On the outskirts of the village they had to take shelter in a doorway. The rain came down in front of their faces like a curtain. At times they couldn’t even see through it. Then the sky began to grow lighter and the rain slackened.

“If we had a car,” he said, “it would be entirely different. We wouldn’t feel cooped up. The house is damp and cold. The books accumulate on the table in our room and I read a few sentences and my mind gets tired of translating and having to look up words and begins to wander.”

“A lot of it’s our fault,” she said, “for not speaking French.”

“And part of it isn’t our fault. It wasn’t like this anywhere else. With time hanging heavy on our hands, we always seem to be hurrying, always about to be late to lunch or dinner. We ask for a double bed and nothing is done about it, and she says nothing can be done about it because of the lamp. What actually has the lamp got to do with it? We didn’t ask for a lamp. Nothing is done about anything we ask for in the way of comfort or convenience. And neither is it refused. The hot water arrives while we’re at dinner. The cook’s bicycle is too frail for us to borrow, and we can’t borrow hers because it has just been repaired. The buses and trains run at the wrong time, the taxi is expensive. George Ireland showed me a snapshot of the horse hitched up to a dog cart, but that was last summer. Now the horse is old and needed in the garden. When I try to find her to ask her about some arrangement, she’s never anywhere. I don’t even know where her room is.”
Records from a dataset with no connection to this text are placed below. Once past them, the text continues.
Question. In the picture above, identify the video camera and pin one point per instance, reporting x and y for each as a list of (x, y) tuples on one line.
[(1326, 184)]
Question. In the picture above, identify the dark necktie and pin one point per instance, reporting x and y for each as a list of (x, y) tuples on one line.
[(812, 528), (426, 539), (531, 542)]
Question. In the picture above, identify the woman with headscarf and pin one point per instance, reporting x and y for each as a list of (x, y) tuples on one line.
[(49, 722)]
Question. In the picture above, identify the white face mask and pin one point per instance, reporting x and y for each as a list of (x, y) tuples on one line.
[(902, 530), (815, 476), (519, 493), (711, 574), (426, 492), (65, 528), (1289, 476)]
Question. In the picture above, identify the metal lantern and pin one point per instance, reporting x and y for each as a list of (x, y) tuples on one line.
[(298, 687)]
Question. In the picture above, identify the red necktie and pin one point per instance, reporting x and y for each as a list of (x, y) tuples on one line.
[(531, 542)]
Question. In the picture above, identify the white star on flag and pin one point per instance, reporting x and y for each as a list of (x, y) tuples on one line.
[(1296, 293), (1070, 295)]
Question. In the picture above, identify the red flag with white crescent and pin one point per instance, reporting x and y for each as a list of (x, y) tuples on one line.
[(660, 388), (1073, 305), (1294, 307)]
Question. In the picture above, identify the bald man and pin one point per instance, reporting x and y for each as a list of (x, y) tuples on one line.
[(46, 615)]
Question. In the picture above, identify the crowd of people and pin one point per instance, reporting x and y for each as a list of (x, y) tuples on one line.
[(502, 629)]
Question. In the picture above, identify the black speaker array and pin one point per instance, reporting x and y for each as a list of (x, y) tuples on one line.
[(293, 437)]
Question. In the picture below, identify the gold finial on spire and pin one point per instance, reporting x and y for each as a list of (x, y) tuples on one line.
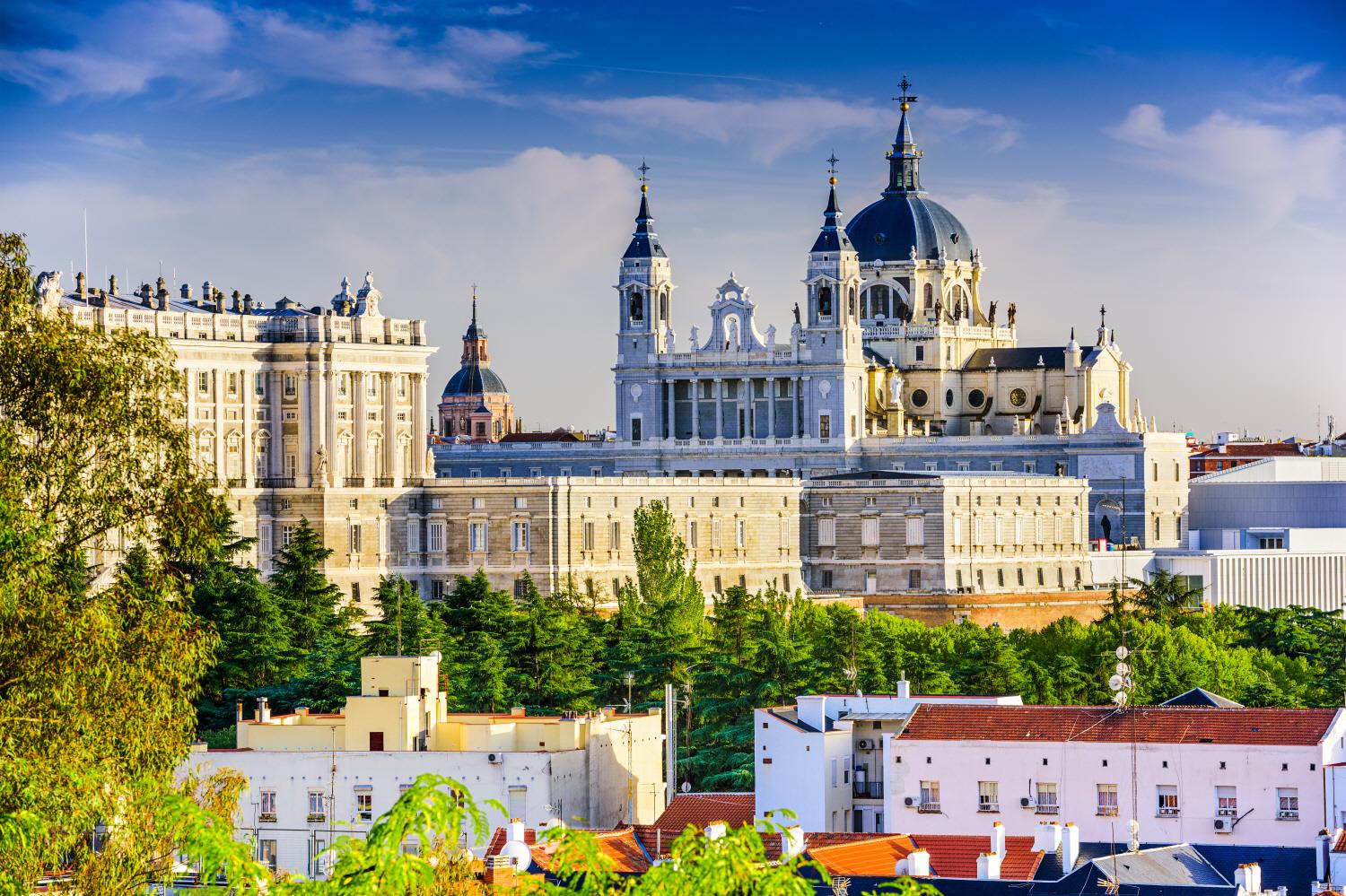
[(905, 100)]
“Did you hear her say ‘I like your American custom of not shaking hands in the morning’?”

“They shake hands at breakfast ?”

“Apparently.”

“The cozy atmosphere of the breakfast table is a fabrication that we are supposed to accept and even contribute to,” he went on, “as the other guests politely accept and support the fiction that Mme Viénot and her mother are the very cream of French society and lost nothing of importance when they lost their money.”